Memorial House of Dragutin Matić 

Kaletinac is the birthplace of Dragutin Matić (1888–1970), a famous Serbian infantry soldier from World War I. His image is widely recognizable in Serbia, from a photograph where he was a lookout of Austro-Hungarian positions. That photograph is often found in military albums, encyclopedias and museums. The house was built by his father Peša, and mother Nevena Matić, shortly before his birth in 1888. The house never changed its appearance since. Nicknamed Hawkeye, Matić was the youngest of 7 children, and gre up in the house.

Matić lived in the house with his family, until he died in 1970. In the mid-2000s the initiative was started for his birth house in Kaletinac to be adapted into the museum. The house was abandoned and derelict as all the descendants of the Matić family moved out and some emigrated abroad. In July 2018 it was announced that the house will be reconstructed and turned into the memorial home. Both living descendants waved their rights on the house and donated it to the municipality to turn it into the museum. Reconstruction is scheduled to start in the fall of 2018.

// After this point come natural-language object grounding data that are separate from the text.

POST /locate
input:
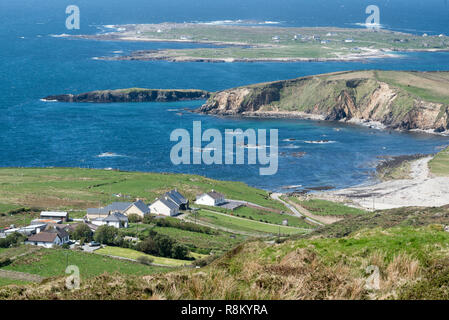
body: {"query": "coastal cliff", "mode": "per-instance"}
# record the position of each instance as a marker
(131, 95)
(396, 100)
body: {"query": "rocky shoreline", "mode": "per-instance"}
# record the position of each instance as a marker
(131, 95)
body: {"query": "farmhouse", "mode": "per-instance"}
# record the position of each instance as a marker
(49, 238)
(55, 215)
(178, 199)
(164, 207)
(115, 219)
(126, 208)
(212, 198)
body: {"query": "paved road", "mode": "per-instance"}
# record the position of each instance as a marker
(277, 196)
(20, 276)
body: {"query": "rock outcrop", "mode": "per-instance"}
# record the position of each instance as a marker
(131, 95)
(335, 97)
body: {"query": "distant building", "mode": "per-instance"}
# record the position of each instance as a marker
(212, 198)
(164, 207)
(127, 208)
(55, 215)
(49, 238)
(116, 220)
(178, 199)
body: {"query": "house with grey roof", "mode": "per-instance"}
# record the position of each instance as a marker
(116, 220)
(178, 199)
(165, 207)
(211, 198)
(127, 208)
(55, 215)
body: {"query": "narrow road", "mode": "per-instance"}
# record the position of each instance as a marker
(277, 196)
(15, 275)
(187, 218)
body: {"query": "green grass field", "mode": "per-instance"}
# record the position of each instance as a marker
(74, 188)
(53, 262)
(327, 208)
(200, 241)
(439, 165)
(134, 254)
(277, 42)
(6, 282)
(244, 225)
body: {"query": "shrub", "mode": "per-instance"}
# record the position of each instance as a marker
(145, 260)
(180, 251)
(106, 234)
(4, 262)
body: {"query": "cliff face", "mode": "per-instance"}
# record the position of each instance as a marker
(131, 95)
(333, 98)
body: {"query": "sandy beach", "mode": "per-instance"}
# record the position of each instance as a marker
(422, 190)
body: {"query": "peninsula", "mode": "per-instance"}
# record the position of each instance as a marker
(131, 95)
(385, 99)
(251, 43)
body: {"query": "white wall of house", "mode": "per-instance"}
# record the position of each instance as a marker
(158, 207)
(207, 200)
(133, 210)
(57, 241)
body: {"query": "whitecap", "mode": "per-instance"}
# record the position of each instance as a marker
(109, 155)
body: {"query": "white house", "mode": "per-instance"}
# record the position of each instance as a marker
(164, 207)
(55, 215)
(212, 198)
(49, 238)
(116, 220)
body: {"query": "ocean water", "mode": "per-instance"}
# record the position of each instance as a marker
(135, 136)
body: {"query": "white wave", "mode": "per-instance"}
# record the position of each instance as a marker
(109, 155)
(291, 146)
(237, 22)
(295, 186)
(319, 141)
(62, 35)
(369, 25)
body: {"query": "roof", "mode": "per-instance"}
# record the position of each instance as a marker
(59, 231)
(43, 236)
(171, 205)
(116, 217)
(118, 206)
(99, 211)
(142, 206)
(215, 195)
(176, 197)
(53, 214)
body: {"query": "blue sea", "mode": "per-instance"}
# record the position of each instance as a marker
(136, 136)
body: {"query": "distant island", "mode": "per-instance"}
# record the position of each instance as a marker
(237, 43)
(384, 99)
(404, 100)
(131, 95)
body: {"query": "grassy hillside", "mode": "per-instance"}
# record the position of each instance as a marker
(410, 260)
(265, 42)
(53, 262)
(74, 188)
(397, 99)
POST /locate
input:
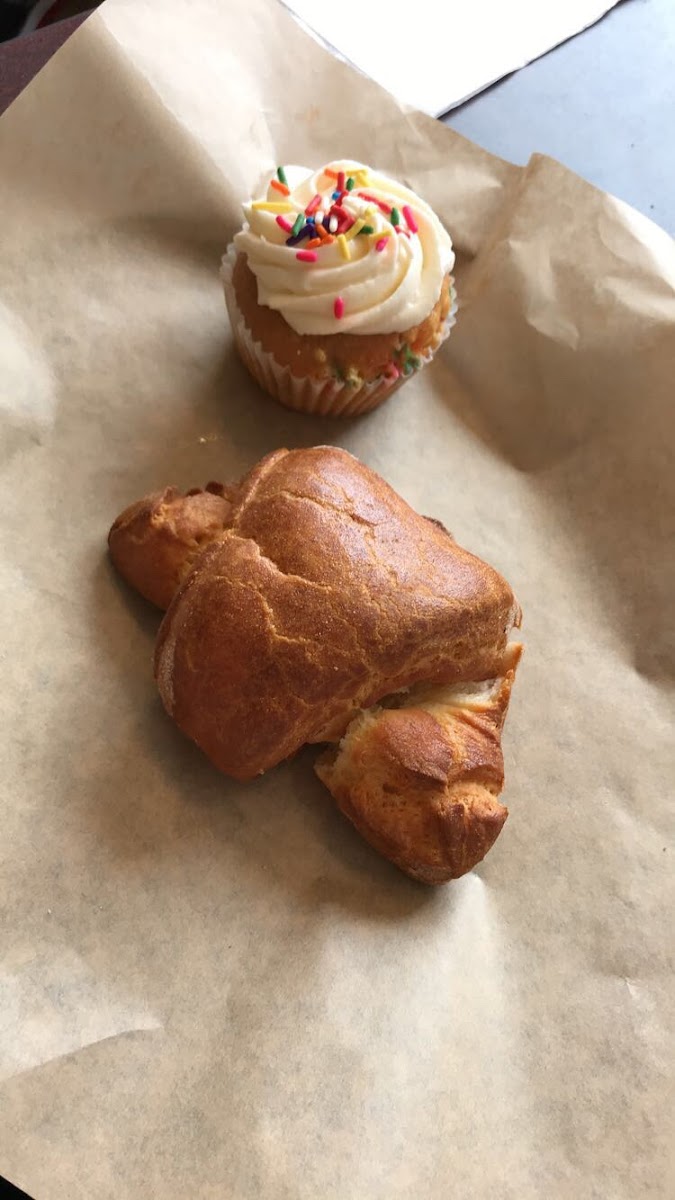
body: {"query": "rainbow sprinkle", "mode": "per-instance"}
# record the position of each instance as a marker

The reconstruction was postponed and by 2021 the surveys showed that reconstruction was impossible. The roof completely collapsed, few remaining walls cracked with only the basement remaining intact. The ruins became decayed and prone to collapse. It was decided to demolish the ruins and to fully rebuild the house in authentic style of the ruined house, the typical style of the village, folk house from the 19th century. It will have the same appearance and will be made of the same materials, stone, wood and earth. Works began in June 2021. The finished house will be adapted into the heritage museum, which would also exhibit artifacts found during the demolition. The souvenir shop will be built next to the house. The venue was opened on 24 June 2022, as both the Memorial House of Dragutin Matić, and the Heritage Museum of Zaplanje.

There is a modest memorial on the local cemetery, where Matić was buried. Commemorating 100th anniversary of the war, Milovan Vitezović published a poem "All-seeing eye" about Matić in 2014, while sculptor Mirko Mrkić Ostroški sculptured a bronze relief of Matić, which was placed as a memorial plaque on the façade of the Military Club of Serbia. A monument to Matić was erected in Gadžin Han, Kaletinac's municipal seat.